The CSH had a lower coefficient of variation (CV) than r2, provided there were more than three markers in the haplotype (Fig. 1B), indicating that it is a less variable statistic to estimate LD than pairwise measures.

Additional simulation indicated the decreasing variation of CSH was a result of an increasing number of markers in the chromosome segment rather than increasing haplotype length (data not shown). This is a major advantage of using CSH to measure LD rather than two locus measures such as r2 (for such measures variability of LD for a given chromosome segment cannot be reduced using additional markers).

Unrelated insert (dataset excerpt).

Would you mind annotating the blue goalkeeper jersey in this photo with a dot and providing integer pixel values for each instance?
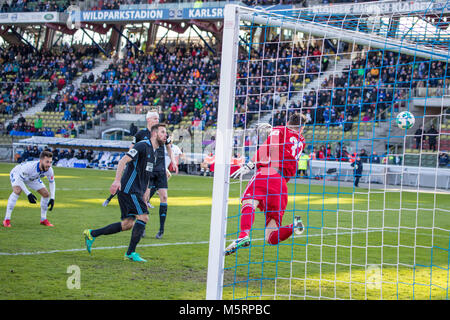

With the infinite alleles model, all identical by state alleles are also IBD. Although this is not one of our assumptions in the derivation of CSH, we investigated estimates of CSH under an alternate mutation model. With microsatellite markers, multiple mutations can occur in the same marker, and two or more mutations can recover the initial allelic state. A stepwise mutation model assumes an equal probability of increasing the size of the allele by 1 and decreasing the size of the allele by 1, and is suitable for modeling microsatellite markers (e.g., Shriver et al. 1993). We simulated a population similar to that used to produce the results in Figure 1A, but with a stepwise mutation model. The estimated CSH from these data was almost identical to estimates of CSH using data from the infinite alleles model (Fig. 1C).

In Figure 2 CSH was recorded directly from simulated data, rather than estimated from marker haplotypes as in Figure 1. Again, where population size was constant over all generations (CONS), CSH was very close to the values predicted by 1/(4Nc + 1).

Figure 2.

Figure 2.

Figure 2.

Chromosomal homozygosity for different lengths of chromosome (given the recombination rate) for populations: (A) CONS (constant population size), (B) LINI (linearly increasing population size), (C) LIND (linearly decreasing population size), and (D) EXPI (exponentially increasing population size). The expected value of chromosomal homozygosity, 1/(4Nc + 1), is given on each graph for the maximum and minimum population sizes of each population. Standard error bars indicate variation among the 50 replicates.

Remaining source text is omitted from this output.